Building our retirement home

   / Building our retirement home
  • Thread Starter
#181  
No builder here, but the concern being spread, not support, steel rods with turnbuckles would resist spreading better than a beam. While you might not expect it to look nice, they have been used in attractive post and beam lodges and of course in sailing applications.

You can get stainless steel, and can use threaded rods the whole distance or switch to swaged cable.

Our existing house has 3 support posts on the porch. Even so, the spread was causing mortar to crack and a cable was added. This solved the problem but resulted in a nice perch for birds to "do their business" on the porch :) I suspect, if we see this issue in the new house, we will have to go this route again.
 
   / Building our retirement home
  • Thread Starter
#183  
As things move along, I'm becoming more comfortable that we'll be able to get this thing weather tight before winter hits.

The roof on both ends of the house proceeded while we were waiting on great room trusses. At this point, I realized we wound up with a much larger attic space than we had expected. The clearance is over 9' in the center, providing approximately 15' x 40' of usable space. Like everything else, we're scratching our heads over what to do ... squeeze in a staircase and convert a portion of that area into an office - or not. It would require $$replacing$$ an amount of 2x6 with 2x12 to support the floor.

View attachment 446333 20151103_111632.jpg
 
   / Building our retirement home #184  
Maybe you could just add another set of 2x6 s on top of the current 2x6 s. You ll also have to consider proper way to insulate in the rafters where the office would be, taking into consideration vapor and ventilation.
 
   / Building our retirement home #185  
I would convert it now while it easy to do, instead of later when it will become a much more expensive proposition. Space is only usable if it is accessible, it will also add value to the house.

We have the same happy accident going on now. The upstairs portion of my Barndo build will be 1500 sq ft of usable space. We have already begun plans on how best to utilize it.
 
   / Building our retirement home #186  
Pretty cheap and easy to convert it to livable space now if that's what you want. Just remember that more square footage is going to cost more to heat and cool. Are you taxes based on square footage? Do you need it for anything? Who is going to maintain it and keep it clean? In my experience, as we get older, most people want a smaller, easier to take care of home.

My first thought was where are you putting your mechanicals? A big, easy to get to space for the AC and Water Heater, or Water Heaters is always a nice thing to have instead of using up quality floor space downstairs.
 
   / Building our retirement home #187  
Do you really need/want more living space to keep clean and maintain? How about storage space? I like the idea of HVAC being out of the way up there but not so much for items with water in them. Did you mention how the house will be heated and cooled?
 
   / Building our retirement home
  • Thread Starter
#188  
HVAC will be in the attic, originally adjacent to pull-down stairs but at least one set of pull-downs will disappear if we develop the upstairs. I do have a mechanical room that will house one of the 2 water heaters, breaker box and water filtration/purification gear.

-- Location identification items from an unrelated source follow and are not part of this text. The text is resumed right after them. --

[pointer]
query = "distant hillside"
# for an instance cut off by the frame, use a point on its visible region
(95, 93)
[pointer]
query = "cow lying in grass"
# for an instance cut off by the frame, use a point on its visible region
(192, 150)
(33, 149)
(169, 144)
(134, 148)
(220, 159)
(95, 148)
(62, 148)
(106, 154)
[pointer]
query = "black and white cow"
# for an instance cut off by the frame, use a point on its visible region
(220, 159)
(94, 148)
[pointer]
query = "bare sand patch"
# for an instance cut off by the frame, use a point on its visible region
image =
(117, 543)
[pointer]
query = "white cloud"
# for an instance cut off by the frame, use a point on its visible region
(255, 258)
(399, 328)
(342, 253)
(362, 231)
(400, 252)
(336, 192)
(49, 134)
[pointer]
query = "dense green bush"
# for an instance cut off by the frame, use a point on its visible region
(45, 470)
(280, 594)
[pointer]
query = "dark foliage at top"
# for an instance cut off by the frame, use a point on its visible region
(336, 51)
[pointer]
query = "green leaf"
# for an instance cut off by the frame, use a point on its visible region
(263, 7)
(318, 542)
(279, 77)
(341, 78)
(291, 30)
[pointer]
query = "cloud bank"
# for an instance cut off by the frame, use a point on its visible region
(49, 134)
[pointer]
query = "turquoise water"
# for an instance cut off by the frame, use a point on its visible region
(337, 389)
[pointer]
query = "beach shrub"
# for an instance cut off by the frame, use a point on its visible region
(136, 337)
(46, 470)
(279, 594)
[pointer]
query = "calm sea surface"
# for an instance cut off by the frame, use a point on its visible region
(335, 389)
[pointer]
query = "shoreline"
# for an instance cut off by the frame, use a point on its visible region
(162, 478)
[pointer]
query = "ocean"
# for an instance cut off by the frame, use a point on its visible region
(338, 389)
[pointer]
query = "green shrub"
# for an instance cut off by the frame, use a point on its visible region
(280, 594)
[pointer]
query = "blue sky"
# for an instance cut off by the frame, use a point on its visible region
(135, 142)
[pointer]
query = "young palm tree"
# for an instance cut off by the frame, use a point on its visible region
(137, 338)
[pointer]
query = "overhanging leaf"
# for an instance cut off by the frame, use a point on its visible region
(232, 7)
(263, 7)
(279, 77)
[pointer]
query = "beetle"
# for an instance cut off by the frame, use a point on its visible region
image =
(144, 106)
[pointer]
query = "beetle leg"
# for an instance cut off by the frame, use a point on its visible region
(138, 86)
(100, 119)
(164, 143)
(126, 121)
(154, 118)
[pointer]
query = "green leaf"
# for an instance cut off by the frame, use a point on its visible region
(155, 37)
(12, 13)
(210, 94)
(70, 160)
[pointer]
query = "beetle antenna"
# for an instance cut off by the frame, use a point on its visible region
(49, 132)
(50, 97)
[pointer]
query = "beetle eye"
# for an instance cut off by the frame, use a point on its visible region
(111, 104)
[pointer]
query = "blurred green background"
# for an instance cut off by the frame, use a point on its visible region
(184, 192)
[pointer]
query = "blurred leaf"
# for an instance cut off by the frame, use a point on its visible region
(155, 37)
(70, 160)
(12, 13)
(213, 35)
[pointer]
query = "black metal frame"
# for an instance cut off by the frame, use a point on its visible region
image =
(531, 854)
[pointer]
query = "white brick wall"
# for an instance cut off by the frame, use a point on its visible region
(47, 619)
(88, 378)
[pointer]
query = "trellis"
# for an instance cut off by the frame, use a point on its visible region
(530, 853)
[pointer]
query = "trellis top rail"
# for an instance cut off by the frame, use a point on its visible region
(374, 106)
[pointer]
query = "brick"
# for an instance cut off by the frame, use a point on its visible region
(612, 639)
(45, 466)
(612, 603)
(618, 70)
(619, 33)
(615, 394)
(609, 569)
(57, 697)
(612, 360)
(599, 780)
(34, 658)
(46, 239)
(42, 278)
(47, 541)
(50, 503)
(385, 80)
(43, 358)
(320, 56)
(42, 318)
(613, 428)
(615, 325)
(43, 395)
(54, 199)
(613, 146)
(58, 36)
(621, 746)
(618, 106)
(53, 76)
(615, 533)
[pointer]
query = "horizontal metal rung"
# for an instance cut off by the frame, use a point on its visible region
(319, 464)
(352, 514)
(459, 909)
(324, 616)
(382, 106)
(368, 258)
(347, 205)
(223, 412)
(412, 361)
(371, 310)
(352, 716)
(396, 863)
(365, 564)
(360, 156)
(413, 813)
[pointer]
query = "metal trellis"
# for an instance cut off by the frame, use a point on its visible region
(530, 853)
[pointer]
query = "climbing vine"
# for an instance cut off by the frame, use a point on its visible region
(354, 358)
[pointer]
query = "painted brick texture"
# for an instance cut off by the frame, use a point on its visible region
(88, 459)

As to the "how" ... the home is total electric. Not my preference but that's just how it is. We'll have a wood-burning fireplace in the great room.

When we get closer to the end of the build, we'll look into either a propane fed generator or - my preference - a solar generator.
 
   / Building our retirement home #189  
I'd have a load bearing wall down the middle of the bottom floor, tear out all the ceiling joists that look like they are floating on the interior walls, and put some 2x10's across that will serve as ceiling joists and flooring for the attic. Even if only attic, I'd be using that space since you raftered it. It will also help with keeping the rafters from spreading, those collar ties seem to be small and high on the rafters.
 
   / Building our retirement home #190  
OK ... looking for some thoughts ....

We'll have 2 large covered decks/porches on this new house. They will be approximately 28' wide, with one being 16' in depth and the other at 18'.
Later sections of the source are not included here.